Six Dimensions of Care
In 2001, the Institute of Medicine outlined six Aims for Improvement for health care in their report, "Crossing the Quality Chasm: a New Health System for the 21st Century." These overarching principles help provide specific direction for policymakers, health care leaders, clinicians, regulators, purchasers and others to implement change and improve health care.
On each quality page, you will see icons that relate to these dimensions of care. Since all six of these dimensions could apply to any given measure, we select only the top 1 to 3 icons that best represent our quality care and improvement efforts.
Six Dimensions of Care:
1. Safe: Avoiding injuries to patients from the care that is intended to help them.
2. Effective: Providing services based on scientific knowledge to all who could benefit and refraining from providing services to those not likely to benefit (avoiding underuse and overuse). Doing the right thing for the right person at the right time.
3. Family-centered: Providing care that is respectful of and responsive to individual patient preferences, needs and values, and ensuring that patient values guide all clinical decisions.

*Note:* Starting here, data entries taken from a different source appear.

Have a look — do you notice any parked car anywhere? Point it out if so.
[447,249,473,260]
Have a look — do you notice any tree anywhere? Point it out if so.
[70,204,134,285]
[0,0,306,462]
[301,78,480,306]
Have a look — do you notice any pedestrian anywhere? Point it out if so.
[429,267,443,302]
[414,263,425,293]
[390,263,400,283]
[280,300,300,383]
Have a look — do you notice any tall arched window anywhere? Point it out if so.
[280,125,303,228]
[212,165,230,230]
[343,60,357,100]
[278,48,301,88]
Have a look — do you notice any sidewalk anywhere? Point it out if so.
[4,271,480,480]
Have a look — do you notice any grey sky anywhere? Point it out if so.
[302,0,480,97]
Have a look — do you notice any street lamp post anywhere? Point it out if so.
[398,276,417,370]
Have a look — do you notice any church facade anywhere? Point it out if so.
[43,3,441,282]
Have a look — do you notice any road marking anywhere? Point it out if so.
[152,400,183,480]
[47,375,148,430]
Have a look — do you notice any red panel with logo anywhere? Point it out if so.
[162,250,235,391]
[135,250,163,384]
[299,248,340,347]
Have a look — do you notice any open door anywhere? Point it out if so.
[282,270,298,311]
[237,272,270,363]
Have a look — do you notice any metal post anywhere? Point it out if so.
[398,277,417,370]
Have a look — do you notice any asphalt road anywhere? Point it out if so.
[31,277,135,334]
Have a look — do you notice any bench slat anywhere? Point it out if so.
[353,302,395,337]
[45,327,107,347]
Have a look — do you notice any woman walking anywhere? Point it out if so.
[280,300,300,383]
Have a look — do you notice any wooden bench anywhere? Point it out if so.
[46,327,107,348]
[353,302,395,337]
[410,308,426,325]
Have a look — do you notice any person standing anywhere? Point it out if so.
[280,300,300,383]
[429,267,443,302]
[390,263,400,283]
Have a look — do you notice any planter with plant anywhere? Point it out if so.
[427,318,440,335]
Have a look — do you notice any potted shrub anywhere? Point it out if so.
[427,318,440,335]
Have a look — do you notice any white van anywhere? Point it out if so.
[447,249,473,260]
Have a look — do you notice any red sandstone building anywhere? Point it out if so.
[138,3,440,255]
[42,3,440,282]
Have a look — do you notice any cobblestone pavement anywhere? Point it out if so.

4. Timely: Reducing waits and sometimes unfavorable delays for both those who receive and those who give care.
5. Efficient: Avoiding waste, in particular waste of equipment, supplies, ideas and energy.
6. Equal: Providing care that does not vary in quality because of personal characteristics such as gender, ethnicity, geographic location and socio-economic status.
Adapted from the Institute of Medicine's aims for improvement. Note the institute refers to patient-centered versus family-centered and equitable versus equal.